No poco gustaron los dos de ver la buena
memoria de Sancho Panza, y alabáronsela mucho, y le pidieron que dijese la
carta otras dos veces, para que ellos ansimesmo la tomasen de memoria para
trasladalla a su tiempo. Tornóla a decir Sancho otras tres veces, y otras
tantas volvió a decir otros tres mil disparates. Tras esto, contó asimesmo las
cosas de su amo; pero no habló palabra acerca del manteamiento que le había
sucedido en aquella venta en la cual rehusaba entrar.
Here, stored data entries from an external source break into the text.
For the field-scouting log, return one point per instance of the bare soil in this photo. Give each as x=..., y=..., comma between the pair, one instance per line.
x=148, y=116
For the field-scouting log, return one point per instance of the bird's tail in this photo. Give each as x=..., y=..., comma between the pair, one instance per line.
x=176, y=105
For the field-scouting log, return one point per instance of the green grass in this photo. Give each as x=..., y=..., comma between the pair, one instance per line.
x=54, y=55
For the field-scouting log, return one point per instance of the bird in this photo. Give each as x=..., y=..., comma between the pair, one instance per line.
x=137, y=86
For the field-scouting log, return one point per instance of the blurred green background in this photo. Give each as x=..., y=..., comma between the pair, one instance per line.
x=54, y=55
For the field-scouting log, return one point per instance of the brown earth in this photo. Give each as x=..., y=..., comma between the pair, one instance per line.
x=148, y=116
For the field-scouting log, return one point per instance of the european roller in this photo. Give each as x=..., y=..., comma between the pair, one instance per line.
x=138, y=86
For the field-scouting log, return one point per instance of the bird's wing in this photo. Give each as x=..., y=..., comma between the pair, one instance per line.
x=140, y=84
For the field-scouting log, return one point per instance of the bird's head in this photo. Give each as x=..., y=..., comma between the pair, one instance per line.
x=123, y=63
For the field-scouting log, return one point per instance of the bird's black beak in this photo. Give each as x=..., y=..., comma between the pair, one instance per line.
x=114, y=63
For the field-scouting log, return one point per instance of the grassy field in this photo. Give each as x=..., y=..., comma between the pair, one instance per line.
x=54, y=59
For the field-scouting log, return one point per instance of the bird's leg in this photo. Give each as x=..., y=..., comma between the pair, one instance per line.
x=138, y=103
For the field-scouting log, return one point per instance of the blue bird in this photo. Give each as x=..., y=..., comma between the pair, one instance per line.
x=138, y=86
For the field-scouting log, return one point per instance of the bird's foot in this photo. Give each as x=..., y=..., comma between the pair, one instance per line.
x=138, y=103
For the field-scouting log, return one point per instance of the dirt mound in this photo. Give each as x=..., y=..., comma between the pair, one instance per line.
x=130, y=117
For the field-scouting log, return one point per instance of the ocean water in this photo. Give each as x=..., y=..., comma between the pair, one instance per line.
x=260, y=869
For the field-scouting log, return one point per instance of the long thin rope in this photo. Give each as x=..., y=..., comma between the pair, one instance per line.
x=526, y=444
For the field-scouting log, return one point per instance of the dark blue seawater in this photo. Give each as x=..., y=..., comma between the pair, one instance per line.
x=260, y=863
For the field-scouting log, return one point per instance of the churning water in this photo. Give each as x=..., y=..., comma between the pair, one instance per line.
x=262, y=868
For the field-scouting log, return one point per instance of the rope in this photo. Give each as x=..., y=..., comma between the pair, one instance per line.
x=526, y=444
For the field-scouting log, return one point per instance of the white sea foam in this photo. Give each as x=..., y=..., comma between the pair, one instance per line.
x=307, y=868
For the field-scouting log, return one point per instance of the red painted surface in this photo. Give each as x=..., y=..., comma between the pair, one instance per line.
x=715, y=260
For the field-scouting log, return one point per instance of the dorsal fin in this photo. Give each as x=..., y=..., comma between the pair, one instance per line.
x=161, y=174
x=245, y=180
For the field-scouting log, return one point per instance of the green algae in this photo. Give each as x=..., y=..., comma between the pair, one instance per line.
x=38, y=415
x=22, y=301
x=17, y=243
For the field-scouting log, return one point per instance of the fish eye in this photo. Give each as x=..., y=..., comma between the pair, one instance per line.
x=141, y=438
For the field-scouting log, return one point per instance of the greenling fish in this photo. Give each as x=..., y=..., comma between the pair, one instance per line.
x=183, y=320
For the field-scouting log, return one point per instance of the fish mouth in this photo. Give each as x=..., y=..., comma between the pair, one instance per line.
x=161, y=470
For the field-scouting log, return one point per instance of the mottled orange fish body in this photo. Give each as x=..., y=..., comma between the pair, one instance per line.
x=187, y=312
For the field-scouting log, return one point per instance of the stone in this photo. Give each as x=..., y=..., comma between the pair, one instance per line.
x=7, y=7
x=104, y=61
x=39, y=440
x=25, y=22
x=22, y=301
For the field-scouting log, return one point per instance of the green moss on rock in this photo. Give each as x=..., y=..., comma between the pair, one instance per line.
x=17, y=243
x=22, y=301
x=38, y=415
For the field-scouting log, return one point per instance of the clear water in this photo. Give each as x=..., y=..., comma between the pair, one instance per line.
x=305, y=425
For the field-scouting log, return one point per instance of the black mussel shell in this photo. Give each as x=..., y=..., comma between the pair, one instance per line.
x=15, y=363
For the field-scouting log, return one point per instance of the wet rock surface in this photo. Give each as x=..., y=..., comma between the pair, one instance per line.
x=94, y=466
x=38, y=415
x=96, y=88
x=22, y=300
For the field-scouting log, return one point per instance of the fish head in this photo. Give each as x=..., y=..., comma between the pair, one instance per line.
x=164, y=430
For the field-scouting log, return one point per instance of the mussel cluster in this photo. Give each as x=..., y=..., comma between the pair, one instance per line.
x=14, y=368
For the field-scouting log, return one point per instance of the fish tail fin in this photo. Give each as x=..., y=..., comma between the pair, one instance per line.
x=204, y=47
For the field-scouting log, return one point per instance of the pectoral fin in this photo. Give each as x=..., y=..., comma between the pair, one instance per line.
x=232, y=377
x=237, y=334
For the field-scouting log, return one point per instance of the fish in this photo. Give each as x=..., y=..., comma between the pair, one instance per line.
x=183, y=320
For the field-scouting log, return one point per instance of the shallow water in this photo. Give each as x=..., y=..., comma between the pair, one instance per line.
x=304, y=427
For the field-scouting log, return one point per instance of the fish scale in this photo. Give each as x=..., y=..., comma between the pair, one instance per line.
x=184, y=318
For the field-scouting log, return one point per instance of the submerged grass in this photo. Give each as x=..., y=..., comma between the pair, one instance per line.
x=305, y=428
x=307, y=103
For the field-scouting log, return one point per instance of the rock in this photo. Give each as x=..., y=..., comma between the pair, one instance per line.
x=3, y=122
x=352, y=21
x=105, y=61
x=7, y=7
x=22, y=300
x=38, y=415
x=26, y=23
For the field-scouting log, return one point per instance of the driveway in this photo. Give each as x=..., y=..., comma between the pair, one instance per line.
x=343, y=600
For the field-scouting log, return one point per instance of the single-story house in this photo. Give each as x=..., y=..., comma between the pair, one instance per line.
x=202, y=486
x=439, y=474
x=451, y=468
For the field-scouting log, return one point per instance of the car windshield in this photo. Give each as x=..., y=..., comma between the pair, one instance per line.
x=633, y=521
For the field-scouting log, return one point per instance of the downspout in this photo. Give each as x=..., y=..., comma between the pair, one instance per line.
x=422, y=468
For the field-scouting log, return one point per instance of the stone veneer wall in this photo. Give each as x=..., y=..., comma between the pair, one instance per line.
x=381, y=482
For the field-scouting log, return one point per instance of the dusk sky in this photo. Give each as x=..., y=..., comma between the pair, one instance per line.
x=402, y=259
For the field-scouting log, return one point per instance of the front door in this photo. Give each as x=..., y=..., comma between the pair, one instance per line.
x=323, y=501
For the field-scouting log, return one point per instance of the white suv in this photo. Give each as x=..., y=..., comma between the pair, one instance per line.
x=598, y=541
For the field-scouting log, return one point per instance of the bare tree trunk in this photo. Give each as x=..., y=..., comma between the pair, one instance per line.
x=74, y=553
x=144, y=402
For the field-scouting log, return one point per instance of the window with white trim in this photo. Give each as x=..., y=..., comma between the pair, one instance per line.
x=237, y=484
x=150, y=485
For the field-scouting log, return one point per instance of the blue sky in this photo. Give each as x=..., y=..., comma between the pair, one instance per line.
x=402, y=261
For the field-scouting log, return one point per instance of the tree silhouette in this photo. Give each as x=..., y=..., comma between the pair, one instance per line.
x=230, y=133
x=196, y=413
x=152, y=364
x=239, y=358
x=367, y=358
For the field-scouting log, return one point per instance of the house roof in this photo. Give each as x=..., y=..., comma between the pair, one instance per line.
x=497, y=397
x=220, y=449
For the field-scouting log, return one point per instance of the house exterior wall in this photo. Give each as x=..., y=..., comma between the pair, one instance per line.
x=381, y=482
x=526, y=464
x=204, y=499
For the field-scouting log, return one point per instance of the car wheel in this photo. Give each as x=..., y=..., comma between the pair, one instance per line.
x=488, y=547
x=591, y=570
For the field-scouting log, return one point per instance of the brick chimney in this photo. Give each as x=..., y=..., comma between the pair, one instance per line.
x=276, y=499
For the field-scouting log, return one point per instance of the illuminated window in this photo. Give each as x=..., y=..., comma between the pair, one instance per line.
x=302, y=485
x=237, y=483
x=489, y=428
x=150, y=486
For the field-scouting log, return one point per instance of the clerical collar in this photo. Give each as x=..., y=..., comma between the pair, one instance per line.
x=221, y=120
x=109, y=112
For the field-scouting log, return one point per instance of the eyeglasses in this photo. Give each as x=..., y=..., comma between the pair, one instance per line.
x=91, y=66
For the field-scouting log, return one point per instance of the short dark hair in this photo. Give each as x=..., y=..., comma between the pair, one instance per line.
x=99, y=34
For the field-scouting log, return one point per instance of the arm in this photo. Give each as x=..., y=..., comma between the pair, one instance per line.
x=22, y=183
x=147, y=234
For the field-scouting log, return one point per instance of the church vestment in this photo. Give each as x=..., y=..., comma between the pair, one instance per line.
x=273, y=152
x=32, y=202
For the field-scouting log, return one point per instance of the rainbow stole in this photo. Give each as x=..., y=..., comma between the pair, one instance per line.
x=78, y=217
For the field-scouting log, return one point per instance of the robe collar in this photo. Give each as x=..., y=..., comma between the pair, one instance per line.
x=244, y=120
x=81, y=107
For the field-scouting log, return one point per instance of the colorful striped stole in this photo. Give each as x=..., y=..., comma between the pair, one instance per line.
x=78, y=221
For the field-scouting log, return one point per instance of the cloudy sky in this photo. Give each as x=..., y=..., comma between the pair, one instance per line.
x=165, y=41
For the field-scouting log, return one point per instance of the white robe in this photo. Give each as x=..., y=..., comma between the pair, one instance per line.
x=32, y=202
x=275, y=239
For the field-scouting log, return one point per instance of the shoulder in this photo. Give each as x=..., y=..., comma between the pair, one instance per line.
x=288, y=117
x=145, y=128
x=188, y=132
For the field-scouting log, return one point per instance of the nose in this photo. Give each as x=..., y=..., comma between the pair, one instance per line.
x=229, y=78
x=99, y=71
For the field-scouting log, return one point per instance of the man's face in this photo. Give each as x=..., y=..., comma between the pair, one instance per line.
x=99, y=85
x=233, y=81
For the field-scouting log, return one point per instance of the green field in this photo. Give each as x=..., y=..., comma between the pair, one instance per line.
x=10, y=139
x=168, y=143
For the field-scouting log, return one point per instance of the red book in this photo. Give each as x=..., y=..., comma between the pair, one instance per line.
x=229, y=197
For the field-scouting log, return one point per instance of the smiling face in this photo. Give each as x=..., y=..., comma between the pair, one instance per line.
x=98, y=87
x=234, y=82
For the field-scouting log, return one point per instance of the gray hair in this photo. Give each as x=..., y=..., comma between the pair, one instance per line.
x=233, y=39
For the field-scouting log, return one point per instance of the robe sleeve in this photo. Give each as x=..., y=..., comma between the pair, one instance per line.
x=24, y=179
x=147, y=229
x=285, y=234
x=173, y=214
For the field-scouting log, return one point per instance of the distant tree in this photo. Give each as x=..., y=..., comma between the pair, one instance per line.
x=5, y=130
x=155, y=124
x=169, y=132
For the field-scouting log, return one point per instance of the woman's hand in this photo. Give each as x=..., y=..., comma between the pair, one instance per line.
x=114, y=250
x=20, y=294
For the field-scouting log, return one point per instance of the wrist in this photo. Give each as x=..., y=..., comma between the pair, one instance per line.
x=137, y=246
Dijo también cómo su
señor, en trayendo que le trujese buen despacho de la señora Dulcinea del
Toboso, se había de poner en camino a procurar cómo ser emperador, o, por lo
menos, monarca; que así lo tenían concertado entre los dos, y era cosa muy
fácil venir a serlo, según era el valor de su persona y la fuerza de su brazo;
y que en siéndolo, le había de casar a él, porque ya sería viudo, que no podía
ser menos, y le había de dar por mujer a una doncella de la emperatriz,
heredera de un rico y grande estado de tierra firme, sin ínsulos ni ínsulas,
que ya no las quería.
Decía esto Sancho con tanto reposo,
limpiándose de cuando en cuando las narices, y con tan poco juicio, que los dos
se admiraron de nuevo, considerando cuán vehemente había sido la locura de don
Quijote, pues había llevado tras si el juicio de aquel pobre hombre. No
quisieron cansarse es sacarle del error en que estaba, pareciéndoles que, pues
no le dañaba nada la conciencia, mejor era dejarle en él, y a ellos les seria
de más gusto oír sus necedades. Y así, le dijeron que rogase a Dios por la
salud de su señor; que cosa contingente y muy agible era venir con el discurso
del tiempo a ser emperador, como él decía, o, por lo menos, arzobispo, u otra
dignidad equivalente.
A lo cual respondió Sancho:
-Señores, si la fortuna rodease las cosas
de manera que a mi amo le viniese en voluntad de no ser emperador, sino de ser
arzobispo, querría yo saber agora: ¿qué suelen dar los arzobispos andantes a
sus escuderos?
-Suelenles dar -respondió el cura- algún
beneficio, simple o curado, o alguna sacristanía, que les vale mucho de renta
rentada, amén del pie de altar, que se suele estimar en otro tanto.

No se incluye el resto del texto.